Thursday, May 21, 2015

Don't Judge This Movie by Its Bland Title; 'Spy' Is Comedy Gold

In Spy, Melissa McCarthy plays the part of CIA analyst Susan Cooper who volunteers to go on a field mission for the first time in her career so that she can continue the unfinished assignment of her partner, the debonair secret agent Bradley Fine (played by Jude Law), after he was seemingly killed by the arms dealer, Rayna Boyanov (played by Rose Byrne), whose house he was trying to infiltrate.  Finally given the opportunity to prove herself on the field, and maybe even avenge Fine, Cooper has to go undercover to prevent a nuclear arms deal from happening.

“Spy” is a boring, unimaginative title but the movie itself is anything but.  Countless spy comedy films, spoofs, and parodies have been made already, but this movie has ample original material to be distinctive and fresh.  At first, some of its plot elements reminded me of 2008’s Get Smart, but if there were similarities between the two movies, Spy did them a lot better.

Spy is comedy gold.  In fact, I think that it’s as funny as, or even funnier, in some aspects, than Austin Powers (probably the funniest spy film parody I’ve ever seen).  Paul Feig replicates in Spy the good comedic direction and sense that he previously displayed in Bridesmaid and The Heat, and the cast had robust comedic performances all around.
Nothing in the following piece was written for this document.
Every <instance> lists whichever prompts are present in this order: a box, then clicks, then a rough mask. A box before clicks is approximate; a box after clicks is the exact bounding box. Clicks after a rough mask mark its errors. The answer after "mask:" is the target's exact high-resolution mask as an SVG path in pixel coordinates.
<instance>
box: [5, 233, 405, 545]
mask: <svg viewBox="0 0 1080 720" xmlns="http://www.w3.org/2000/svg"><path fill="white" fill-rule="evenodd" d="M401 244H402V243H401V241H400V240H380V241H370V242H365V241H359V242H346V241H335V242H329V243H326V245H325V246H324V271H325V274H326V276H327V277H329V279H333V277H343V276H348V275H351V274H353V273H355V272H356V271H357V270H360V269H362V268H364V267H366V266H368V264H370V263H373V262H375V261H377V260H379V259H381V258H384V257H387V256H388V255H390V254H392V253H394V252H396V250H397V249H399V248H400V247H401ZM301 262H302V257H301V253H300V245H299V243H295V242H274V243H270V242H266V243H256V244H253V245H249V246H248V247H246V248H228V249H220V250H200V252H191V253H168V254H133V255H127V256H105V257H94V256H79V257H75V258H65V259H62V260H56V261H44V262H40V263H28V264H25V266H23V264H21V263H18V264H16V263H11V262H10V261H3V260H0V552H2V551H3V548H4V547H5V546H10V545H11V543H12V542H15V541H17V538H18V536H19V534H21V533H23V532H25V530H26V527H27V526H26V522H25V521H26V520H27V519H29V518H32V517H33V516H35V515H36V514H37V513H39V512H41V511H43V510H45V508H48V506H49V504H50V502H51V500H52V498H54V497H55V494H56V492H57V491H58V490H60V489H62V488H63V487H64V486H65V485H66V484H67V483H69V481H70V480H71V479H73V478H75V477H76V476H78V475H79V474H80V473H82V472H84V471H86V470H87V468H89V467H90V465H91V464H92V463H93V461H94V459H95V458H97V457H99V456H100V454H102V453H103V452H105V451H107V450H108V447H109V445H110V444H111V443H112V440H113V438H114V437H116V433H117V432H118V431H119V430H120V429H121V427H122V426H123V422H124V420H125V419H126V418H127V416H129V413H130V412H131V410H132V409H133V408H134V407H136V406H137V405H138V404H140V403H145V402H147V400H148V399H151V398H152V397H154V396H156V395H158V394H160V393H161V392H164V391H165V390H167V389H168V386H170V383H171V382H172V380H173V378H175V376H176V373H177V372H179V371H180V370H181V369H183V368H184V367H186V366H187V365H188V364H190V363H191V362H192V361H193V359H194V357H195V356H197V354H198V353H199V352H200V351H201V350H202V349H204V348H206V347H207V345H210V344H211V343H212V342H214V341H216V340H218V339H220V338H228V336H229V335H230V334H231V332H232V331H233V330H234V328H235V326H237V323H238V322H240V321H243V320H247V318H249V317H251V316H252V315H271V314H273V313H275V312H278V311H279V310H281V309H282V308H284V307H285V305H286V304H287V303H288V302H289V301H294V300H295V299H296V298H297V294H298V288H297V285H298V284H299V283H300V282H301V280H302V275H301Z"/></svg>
Most of the comedy is unsurprisingly hinged on Melissa McCarthy.  She is truly one of the best, if not the best, comediennes right now; she is Chris Farley incarnated as a woman – only better, in my opinion.  And this fact is as apparent in this movie as it was in The Heat (my most favorite McCarthy-starring film prior Spy), as her terrific performance really made her character a very likable heroine and easy to cheer for.  Can’t wait to see her being the Bill Murray in the all-female Ghostbusters reboot (which Feig will also helm – yay).

McCarthy’s supporting cast were great, too.  Rose Byrne has the funniest performance of her career ever, and displays enjoyable on-screen chemistry with McCarthy (I want a few more movies starring these two to be made); the insults that spew from their mouths are brutally hilarious.  Jason Statham’s tough guy demeanor is a perfect fit to the context of his character and successfully yields the comical effect intended.  Miranda Hart and Peter Serafinowicz also deserve honorable mentions.  As for Jude Law, except for that one early scene where he accidentally killed someone, his character lacks substantial comedic moments, but does a fine job being the James Bond personification that the story needs.

It’s still too early to say, but there is a strong case for Spy to end up as the best comedy film of 2015.